International arbitration carries real costs: institutional fees, arbitrator compensation, legal fees, and expert work that adds up quickly. We help you take control of those economics through clear-eyed budgeting, sharp arguments on who pays, and access to funding tools that let you pursue or defend a strong claim without straining your balance sheet.
Estimating and Budgeting Costs
Knowing what a dispute is likely to cost is the foundation of any sensible strategy. We build cost estimates grounded in the complexity of your case, its probable duration, and the procedural choices on the table.
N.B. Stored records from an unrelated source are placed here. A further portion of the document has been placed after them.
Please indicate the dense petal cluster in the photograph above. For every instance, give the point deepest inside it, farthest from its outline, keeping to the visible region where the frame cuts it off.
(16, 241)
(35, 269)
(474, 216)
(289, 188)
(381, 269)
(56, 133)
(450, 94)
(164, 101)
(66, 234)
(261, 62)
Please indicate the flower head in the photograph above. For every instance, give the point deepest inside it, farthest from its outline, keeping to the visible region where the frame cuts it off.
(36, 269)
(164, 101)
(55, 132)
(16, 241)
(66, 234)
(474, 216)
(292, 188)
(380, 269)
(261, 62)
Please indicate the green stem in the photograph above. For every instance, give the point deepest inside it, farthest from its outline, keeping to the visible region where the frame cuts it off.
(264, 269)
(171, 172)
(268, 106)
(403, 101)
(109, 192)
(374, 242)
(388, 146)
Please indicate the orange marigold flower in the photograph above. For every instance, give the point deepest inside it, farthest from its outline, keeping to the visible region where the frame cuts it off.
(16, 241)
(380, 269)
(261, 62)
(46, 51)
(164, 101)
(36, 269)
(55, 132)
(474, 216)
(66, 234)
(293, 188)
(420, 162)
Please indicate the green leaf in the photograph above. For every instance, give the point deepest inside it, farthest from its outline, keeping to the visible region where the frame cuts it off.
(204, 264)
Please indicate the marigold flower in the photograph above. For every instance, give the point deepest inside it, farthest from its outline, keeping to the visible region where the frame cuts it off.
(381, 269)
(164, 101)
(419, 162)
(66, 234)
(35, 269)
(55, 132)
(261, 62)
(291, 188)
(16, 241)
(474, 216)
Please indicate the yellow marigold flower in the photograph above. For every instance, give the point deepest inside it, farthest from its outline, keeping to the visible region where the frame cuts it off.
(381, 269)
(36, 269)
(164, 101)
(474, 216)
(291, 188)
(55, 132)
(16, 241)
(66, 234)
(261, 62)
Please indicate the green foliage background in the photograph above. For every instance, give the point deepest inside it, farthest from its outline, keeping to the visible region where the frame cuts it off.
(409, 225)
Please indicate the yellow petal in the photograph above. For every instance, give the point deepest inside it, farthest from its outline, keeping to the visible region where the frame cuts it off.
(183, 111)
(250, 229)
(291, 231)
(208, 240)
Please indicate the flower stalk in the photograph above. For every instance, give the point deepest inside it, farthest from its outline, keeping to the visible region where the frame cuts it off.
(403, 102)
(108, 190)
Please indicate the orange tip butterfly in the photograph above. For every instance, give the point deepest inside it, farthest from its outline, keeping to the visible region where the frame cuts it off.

With that picture, you can budget realistically, set settlement parameters, and make a deliberate decision about whether the claim is worth pursuing or the defense worth mounting.
Cost Allocation and Recovery
Most arbitral rules let the tribunal shift costs to the losing party, and how you handle that question can recover a meaningful share of your spend. We frame cost submissions to maximize recovery when you prevail and to limit your exposure when outcomes are mixed. We also advise on security for costs, both seeking it against an undercapitalized claimant and resisting it when an application is used as a pressure tactic.
Third-Party Funding Arrangements
Third-party funding can turn a meritorious but expensive claim into one you can actually bring. We help you evaluate funders, negotiate funding terms that keep enough of any recovery in your hands, and manage the disclosure obligations that many institutions and seats now impose. We also protect privilege and control over strategy so the funding arrangement supports your case rather than dictating it.